Les candidats à l'organe délibérant devraient être aussi candidats aux élections municipales, mais les deux mandats seraient distincts , un candidat pouvant se trouver être élu à l'un de ces conseils mais pas à l'autre. Les délégués de la commune seraient élus au scrutin majoritaire à deux tours lorsque le nombre de sièges à pourvoir serait de 4 ou moins, ou lorsque la population serait inférieure à 3.500 habitants. Lorsque la population de la commune serait au moins égale à 3.500 habitants et que la commune disposerait d'au moins 5 sièges, l'élection se ferait au scrutin proportionnel suivant la règle de la plus forte moyenne, sans panachage ni vote préférentiel. Dans toutes les communes, la déclaration de candidature pour l'élection des conseillers communautaires serait obligatoire.
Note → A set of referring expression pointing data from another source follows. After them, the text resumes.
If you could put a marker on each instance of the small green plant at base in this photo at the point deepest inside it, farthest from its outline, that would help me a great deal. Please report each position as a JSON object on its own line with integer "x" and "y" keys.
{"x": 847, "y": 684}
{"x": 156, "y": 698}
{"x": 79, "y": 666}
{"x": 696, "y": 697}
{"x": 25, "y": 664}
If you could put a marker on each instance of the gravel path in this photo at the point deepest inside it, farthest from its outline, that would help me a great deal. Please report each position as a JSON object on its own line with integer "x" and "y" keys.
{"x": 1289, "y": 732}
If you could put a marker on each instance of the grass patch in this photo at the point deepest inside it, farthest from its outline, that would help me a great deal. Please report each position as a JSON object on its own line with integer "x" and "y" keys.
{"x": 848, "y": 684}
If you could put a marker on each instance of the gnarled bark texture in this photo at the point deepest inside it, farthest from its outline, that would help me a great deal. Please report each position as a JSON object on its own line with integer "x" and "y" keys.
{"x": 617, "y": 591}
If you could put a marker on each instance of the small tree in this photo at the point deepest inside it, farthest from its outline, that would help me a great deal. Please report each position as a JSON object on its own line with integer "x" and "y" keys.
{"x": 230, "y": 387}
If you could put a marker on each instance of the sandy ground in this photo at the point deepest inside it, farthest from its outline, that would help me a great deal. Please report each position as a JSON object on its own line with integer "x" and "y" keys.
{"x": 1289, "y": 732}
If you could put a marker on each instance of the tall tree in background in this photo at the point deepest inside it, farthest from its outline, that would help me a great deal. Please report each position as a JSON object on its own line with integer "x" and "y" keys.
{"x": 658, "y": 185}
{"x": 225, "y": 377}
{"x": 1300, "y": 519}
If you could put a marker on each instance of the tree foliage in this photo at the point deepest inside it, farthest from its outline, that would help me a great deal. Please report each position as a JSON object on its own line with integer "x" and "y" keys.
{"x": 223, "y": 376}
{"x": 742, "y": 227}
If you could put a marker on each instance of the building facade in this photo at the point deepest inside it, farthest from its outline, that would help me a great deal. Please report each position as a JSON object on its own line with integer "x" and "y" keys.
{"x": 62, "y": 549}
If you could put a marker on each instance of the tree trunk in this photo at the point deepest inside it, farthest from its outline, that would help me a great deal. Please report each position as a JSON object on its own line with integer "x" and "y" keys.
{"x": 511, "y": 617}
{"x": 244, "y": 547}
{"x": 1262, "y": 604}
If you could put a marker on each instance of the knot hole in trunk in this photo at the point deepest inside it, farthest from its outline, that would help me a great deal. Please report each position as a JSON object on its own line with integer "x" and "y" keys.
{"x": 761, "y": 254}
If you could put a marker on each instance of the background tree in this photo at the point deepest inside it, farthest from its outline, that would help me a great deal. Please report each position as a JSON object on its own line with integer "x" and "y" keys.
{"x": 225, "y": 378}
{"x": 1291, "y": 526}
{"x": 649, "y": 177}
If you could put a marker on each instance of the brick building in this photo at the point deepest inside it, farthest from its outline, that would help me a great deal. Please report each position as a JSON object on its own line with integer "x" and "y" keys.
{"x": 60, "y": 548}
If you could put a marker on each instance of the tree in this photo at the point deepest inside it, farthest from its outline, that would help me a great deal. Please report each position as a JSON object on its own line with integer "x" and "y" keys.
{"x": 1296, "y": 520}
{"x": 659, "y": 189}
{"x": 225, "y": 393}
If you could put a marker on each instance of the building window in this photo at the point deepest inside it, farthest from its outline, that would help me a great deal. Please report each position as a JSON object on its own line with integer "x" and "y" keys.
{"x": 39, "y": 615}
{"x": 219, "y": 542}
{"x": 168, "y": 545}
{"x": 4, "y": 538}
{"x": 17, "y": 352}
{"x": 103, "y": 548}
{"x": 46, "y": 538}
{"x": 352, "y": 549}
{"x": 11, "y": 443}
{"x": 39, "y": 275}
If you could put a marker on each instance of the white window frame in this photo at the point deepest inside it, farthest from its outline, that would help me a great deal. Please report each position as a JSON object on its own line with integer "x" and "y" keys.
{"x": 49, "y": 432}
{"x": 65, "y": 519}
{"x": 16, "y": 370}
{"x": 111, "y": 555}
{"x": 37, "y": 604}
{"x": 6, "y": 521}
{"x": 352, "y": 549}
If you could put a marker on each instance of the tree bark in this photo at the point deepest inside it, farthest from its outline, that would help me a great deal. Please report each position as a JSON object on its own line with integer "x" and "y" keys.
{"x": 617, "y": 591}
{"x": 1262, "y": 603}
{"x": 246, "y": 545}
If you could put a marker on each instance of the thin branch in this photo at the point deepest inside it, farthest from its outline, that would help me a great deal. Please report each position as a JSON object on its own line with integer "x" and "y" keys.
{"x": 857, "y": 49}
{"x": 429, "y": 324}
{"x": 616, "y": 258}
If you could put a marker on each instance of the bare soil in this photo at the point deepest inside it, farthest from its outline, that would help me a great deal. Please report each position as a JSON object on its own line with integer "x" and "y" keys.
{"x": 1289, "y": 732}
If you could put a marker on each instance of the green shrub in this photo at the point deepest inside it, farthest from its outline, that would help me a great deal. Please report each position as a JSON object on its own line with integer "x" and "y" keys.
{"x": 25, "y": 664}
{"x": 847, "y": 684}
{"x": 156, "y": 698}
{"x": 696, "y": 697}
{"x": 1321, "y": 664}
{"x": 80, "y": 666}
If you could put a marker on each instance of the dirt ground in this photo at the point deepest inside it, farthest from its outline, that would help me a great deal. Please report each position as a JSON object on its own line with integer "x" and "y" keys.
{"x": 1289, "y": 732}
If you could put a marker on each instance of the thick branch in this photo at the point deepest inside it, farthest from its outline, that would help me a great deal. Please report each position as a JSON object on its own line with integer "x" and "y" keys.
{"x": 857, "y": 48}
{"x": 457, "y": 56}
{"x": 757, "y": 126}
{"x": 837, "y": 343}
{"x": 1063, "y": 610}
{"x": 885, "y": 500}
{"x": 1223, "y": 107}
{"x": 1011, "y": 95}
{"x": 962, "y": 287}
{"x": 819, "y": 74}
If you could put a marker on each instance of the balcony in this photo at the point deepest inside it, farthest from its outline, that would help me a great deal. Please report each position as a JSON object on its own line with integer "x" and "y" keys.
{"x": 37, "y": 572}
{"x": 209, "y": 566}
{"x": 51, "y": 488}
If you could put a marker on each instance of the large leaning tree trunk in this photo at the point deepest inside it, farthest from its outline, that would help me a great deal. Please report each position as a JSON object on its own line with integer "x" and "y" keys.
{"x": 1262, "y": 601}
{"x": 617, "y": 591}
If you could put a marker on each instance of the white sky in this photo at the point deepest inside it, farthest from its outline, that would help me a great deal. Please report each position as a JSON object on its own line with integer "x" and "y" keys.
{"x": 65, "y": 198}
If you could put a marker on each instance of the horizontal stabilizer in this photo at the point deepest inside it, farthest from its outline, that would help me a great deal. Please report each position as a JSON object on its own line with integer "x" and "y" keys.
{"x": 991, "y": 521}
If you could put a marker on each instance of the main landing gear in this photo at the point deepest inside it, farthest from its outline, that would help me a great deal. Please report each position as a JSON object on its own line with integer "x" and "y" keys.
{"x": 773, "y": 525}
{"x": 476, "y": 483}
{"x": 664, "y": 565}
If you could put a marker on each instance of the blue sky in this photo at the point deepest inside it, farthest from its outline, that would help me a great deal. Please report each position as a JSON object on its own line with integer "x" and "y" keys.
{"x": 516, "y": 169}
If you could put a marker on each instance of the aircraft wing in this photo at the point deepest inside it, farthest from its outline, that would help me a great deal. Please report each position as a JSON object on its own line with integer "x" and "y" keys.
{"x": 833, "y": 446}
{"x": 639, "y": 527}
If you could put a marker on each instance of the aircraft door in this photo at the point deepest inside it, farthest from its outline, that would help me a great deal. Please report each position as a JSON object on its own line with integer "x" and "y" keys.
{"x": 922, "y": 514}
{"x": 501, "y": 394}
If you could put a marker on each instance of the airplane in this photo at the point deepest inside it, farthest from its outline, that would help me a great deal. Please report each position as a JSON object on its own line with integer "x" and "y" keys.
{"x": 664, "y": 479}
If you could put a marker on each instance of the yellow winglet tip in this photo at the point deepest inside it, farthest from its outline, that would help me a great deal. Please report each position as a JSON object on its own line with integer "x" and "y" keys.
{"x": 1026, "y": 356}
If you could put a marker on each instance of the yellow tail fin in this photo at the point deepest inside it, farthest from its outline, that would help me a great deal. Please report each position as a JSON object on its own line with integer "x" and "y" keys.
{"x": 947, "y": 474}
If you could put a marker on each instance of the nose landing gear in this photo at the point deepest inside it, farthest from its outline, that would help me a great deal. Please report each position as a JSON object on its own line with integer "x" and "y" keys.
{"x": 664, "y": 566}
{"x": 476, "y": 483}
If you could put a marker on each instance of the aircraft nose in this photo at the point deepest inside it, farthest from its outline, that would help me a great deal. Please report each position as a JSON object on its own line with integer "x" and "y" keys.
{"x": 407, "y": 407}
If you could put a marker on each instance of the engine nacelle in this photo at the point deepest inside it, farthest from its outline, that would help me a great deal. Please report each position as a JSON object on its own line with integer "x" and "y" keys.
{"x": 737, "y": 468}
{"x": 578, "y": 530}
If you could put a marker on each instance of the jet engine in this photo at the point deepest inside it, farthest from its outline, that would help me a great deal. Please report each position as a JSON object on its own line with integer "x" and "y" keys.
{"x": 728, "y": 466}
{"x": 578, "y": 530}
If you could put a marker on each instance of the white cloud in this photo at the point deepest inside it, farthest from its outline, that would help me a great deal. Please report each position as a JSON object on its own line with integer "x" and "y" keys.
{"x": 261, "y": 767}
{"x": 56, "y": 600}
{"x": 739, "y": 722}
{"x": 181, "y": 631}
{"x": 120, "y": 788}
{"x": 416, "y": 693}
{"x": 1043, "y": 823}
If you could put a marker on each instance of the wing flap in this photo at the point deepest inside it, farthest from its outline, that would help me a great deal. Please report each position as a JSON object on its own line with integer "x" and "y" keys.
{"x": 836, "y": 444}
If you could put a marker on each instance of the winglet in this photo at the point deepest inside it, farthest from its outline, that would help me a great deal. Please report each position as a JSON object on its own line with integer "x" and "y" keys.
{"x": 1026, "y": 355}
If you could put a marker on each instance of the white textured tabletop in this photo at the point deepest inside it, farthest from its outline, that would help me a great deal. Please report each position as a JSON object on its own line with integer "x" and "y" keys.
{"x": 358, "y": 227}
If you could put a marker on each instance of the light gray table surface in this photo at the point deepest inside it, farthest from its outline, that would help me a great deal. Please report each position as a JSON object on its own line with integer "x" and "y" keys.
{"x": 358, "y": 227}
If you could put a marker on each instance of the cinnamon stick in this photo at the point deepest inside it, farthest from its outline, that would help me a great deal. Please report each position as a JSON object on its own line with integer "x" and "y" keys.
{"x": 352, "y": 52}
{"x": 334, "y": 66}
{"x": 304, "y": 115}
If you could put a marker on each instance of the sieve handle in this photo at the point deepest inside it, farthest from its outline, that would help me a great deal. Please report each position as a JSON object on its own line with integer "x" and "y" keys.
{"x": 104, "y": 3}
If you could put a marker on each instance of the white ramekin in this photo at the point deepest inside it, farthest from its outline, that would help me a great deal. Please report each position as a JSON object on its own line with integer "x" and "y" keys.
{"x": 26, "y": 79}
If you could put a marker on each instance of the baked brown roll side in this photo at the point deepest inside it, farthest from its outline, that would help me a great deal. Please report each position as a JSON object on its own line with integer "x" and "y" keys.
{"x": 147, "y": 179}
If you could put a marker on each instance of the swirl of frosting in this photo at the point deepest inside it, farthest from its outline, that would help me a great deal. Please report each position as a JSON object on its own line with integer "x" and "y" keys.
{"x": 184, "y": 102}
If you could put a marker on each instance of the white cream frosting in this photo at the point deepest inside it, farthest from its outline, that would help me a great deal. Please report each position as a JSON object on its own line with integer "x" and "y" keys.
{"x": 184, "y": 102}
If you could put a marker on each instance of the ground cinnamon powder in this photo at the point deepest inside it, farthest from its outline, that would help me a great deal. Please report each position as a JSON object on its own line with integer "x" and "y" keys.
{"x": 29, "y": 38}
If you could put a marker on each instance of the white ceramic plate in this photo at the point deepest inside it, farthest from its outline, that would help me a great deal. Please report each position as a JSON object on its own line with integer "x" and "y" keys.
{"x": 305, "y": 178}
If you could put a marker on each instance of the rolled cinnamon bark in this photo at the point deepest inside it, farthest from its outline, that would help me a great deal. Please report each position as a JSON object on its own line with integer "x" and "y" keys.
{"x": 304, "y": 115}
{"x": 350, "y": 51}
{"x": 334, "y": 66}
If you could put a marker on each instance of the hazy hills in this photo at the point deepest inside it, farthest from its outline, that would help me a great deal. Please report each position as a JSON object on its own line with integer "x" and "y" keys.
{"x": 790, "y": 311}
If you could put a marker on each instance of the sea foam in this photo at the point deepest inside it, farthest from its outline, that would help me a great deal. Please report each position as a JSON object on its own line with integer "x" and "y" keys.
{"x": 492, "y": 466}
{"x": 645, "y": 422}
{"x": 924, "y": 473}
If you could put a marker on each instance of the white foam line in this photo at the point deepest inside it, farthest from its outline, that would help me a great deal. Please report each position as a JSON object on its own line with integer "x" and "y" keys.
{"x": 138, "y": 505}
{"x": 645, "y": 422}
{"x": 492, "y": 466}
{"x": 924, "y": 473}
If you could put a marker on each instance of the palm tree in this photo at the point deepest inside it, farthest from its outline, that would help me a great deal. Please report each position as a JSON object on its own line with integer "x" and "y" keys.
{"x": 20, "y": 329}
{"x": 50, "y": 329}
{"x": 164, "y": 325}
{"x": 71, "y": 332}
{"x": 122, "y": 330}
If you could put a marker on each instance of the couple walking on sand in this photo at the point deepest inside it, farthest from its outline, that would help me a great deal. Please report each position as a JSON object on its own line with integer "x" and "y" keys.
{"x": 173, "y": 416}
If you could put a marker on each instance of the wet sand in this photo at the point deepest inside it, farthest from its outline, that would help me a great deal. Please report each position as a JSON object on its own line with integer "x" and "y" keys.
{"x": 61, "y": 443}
Les candidatures isolées seraient interdites dans les communes disposant de plus de quatre sièges.

La proposition de loi de M. Claude Biwer 3 ( * ) a un objectif plus ciblé. Elle prévoit que lorsqu'une commune issue d'une fusion comportant la création d'une ou plusieurs communes associées adhère à un établissement public de coopération intercommunale, les maires délégués des communes associées sont membres de droit de son organe délibérant.

* 1 Le Courrier des Maires - octobre 2001 - Sondage réalisé pour les 6 èmes assises des petites villes à L'Isle sur Sorgues, les 4 et 5 octobre 2001.

* 2 Document Sénat n° 400 (2000-2001).

* 3 Document Sénat n° 21 (2001-2002).